Blumen statt Bomben?
(2006)
Auszüge aus dem zeitgenössischen Gedicht „Le dernier cri " von Erich Kästner schildern
eindrucksvoll die Situation der Frauen im Krieg und in der Nachkriegszeit.
In der Forschung war das Thema dagegen lange vernachlässigt worden und rückte erst seit
den 80er-Jahren des 20. Jahrhunderts verstärkt in das Blickfeld der Geschichtswissenschaft.
Die Nachkriegsgeschichte von Frauen wird als „Geschichte der Enttäuschungen und Demütigungen" gesehen, es ist die Rede von der „Restaurierung der Geschlechterverhältnisse" in
den 50er-Jahren oder einem „gigantischen Rollback in Sachen Frauenbild". In jüngster Zeit
beurteilt man die Stellung der Frau in der Nachkriegszeit allerdings auch positiver und wertet diese Jahre als wichtige Etappe der Frauenemanzipation.
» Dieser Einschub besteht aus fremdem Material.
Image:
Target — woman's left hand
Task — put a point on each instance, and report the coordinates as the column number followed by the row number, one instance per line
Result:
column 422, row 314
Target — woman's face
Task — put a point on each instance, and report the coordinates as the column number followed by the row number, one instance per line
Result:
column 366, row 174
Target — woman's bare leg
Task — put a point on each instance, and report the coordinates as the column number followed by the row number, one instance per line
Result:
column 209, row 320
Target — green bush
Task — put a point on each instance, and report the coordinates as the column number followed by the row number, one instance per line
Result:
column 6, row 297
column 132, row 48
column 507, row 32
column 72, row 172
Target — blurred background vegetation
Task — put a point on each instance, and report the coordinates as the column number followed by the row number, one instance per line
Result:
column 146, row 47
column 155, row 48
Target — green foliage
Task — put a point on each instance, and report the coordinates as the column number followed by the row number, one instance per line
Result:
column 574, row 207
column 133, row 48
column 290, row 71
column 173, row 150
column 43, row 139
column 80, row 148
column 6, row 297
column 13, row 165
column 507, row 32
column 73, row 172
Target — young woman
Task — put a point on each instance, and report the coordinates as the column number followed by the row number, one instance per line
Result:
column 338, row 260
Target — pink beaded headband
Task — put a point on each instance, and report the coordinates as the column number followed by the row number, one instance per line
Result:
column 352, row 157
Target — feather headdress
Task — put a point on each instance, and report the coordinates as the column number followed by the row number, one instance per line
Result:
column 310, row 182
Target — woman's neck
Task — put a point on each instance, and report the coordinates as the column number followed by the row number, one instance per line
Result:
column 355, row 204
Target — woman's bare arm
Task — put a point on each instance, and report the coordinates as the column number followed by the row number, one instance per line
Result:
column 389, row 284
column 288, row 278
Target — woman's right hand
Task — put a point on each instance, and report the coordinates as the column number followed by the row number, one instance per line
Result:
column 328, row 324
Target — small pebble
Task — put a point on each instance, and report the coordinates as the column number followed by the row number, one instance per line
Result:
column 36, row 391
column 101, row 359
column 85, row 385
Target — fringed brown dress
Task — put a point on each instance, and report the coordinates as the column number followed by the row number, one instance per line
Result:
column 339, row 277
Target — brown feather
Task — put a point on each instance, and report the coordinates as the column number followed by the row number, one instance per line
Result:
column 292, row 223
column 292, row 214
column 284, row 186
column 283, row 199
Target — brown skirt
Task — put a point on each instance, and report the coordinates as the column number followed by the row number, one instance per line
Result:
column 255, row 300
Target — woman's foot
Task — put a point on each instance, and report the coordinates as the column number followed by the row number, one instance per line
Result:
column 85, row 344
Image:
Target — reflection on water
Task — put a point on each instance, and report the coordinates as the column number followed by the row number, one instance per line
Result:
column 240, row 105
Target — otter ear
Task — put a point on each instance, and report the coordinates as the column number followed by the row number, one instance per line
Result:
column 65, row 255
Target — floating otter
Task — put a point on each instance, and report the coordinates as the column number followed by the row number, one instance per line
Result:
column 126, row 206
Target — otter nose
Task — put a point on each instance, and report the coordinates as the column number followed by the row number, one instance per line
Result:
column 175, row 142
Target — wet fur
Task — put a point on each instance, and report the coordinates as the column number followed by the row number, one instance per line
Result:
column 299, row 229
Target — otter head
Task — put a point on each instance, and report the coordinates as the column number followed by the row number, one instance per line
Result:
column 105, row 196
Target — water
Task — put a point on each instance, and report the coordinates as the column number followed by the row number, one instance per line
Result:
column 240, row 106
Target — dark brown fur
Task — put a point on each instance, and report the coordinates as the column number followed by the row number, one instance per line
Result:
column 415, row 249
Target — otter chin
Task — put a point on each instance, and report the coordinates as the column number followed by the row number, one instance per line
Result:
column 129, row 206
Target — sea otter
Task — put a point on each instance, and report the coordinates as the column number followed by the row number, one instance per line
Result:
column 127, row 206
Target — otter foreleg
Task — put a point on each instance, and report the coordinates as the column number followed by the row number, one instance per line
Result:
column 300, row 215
Im Folgenden soll am Beispiel Freiburgs geprüft werden, welche Sichtweise der historischen Realität eher entspricht. Wie erlebten die Freiburgerinnen das Ende des Krieges? Bedeutete die „Stunde Null" Zusammenbruch
oder Befreiung für die Frauen? Ein besonderes Augenmerk der Untersuchung wird dabei auf
den Muttertag gelegt, der einen guten Indikator für das geltende Frauenbild darstellt.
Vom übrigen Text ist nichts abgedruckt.